Your Connected Notes Hide Stories You Probably Don't See
How to read between the lines of interconnected information.
My colleague messaged me to ask for my opinion. He depicted a part of our data model as a so-called Entity-Relationship Diagram or ERD. It’s a handy diagramming convention that allows you to express things that are meaningful to your business and their relationships with each other.
His architecture had two entities, a Book and an Author, and looked something like this:
In the diagram above, the relationship, expressed in “chicken leg notation”, indicates that an Author could have written zero or many Books. A Book, however, should always have at least one Author.
This could have made sense if we designed software dedicated solely to authorship. But what if we also wanted to capture information on CEOs of various companies? We could model it like so:
This works well until, one day, the CEO decides to write a Book. What should we do if that happens?
There are several ways of dealing with this, and they all stink. We could:
Create a duplicate for the CEO in the Author table and connect him to his new Book.
Do the opposite: copy the Author’s record into the CEO table and add his Company as a connection.
Create a new connection between the Author and the CEO entities as an identity bridge.
Even though it looks like we’ve solved the problem, we’ve introduced bigger ones. By doing those things, we’ve either duplicated information or created unnecessary plumbing. As a result, we now have to make sure our duplicates don’t get out of sync, and we’ll have to maintain the Author ←→ CEO link as a bonus. On top of that, it’s still not evident that two records in two different places represent the same person. What if the Company goes bankrupt? What if the person’s no longer the CEO?
A Better Way
Early optimisation is the root of all evil.
—SEASONED ENGINEERS
Don’t overtighten your design. An Author or a CEO is nothing but a particular case of a more generic Individual.
The only thing that turns an Individual into an Author is if he wrote (←→) a Book; the only thing that turns an Individual into a CEO is if he established (←→) a Company.
The presence or absence of a connection conveys a lot of information.
Now, we can add or remove entities without butchering the model, and we’ll never lose data in the process. The facts about the Individual are not limited to the entity itself. A lot of them are hidden in their relationships with the environment.

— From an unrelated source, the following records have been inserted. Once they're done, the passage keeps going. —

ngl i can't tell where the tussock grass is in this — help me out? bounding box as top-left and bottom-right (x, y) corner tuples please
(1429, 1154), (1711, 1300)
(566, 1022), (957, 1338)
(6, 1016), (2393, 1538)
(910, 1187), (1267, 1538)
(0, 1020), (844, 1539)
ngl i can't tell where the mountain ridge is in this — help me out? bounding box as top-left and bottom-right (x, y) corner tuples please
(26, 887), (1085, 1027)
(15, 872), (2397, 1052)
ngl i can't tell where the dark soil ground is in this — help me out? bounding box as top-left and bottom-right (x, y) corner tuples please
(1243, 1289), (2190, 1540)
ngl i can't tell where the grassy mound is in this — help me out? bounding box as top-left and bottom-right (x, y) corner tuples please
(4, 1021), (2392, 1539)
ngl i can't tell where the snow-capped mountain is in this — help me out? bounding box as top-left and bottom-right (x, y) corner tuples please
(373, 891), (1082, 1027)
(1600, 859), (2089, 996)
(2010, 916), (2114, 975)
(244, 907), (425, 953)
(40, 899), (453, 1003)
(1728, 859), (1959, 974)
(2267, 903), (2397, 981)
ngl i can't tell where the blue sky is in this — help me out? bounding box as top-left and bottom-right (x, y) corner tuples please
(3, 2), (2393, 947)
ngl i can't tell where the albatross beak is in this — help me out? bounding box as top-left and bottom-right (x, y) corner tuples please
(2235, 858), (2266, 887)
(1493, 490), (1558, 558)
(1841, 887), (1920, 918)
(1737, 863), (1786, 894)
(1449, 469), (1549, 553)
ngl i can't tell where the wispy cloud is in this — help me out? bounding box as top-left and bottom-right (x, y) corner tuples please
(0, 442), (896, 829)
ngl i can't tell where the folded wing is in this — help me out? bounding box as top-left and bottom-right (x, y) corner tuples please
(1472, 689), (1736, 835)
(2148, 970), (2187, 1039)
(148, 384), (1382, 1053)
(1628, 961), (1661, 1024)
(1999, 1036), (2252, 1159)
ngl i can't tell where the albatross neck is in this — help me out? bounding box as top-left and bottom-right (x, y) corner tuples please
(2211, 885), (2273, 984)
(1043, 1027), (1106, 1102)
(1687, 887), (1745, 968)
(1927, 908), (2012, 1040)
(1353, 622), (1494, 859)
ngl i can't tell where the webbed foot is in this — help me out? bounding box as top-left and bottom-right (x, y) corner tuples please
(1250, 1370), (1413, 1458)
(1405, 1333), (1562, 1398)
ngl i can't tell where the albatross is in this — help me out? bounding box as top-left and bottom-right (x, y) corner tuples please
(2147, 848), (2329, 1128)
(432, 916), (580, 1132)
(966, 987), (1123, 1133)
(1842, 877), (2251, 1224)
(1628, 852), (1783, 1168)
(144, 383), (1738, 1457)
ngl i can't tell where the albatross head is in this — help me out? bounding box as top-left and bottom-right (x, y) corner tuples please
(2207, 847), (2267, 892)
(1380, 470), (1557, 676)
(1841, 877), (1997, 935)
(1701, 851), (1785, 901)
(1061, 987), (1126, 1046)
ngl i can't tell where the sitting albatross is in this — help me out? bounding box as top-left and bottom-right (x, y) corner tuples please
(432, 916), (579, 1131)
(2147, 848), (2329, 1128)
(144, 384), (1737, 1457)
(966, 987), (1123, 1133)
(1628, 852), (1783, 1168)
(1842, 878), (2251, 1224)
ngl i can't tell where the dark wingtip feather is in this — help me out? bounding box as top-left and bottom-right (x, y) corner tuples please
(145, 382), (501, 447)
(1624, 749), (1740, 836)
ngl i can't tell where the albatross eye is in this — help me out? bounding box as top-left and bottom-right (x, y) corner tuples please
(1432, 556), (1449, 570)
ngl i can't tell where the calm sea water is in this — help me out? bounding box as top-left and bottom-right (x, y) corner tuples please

Try replacing entities with your notes; the same principles still apply.
When your knowledge management system matures and you transition to the fun part, connecting them, it’s easy to overlook that links can convey as much information as the notes you’re connecting. There are instances when the information belongs not in the note but in its relationship to other notes.
Don’t make anything too specific too early in the process. Don’t prematurely overtighten your classification, such as folders, tags, connections, and naming conventions. The absence of information is itself information. Pay attention to relationships and the intel they hide.
Read between the lines.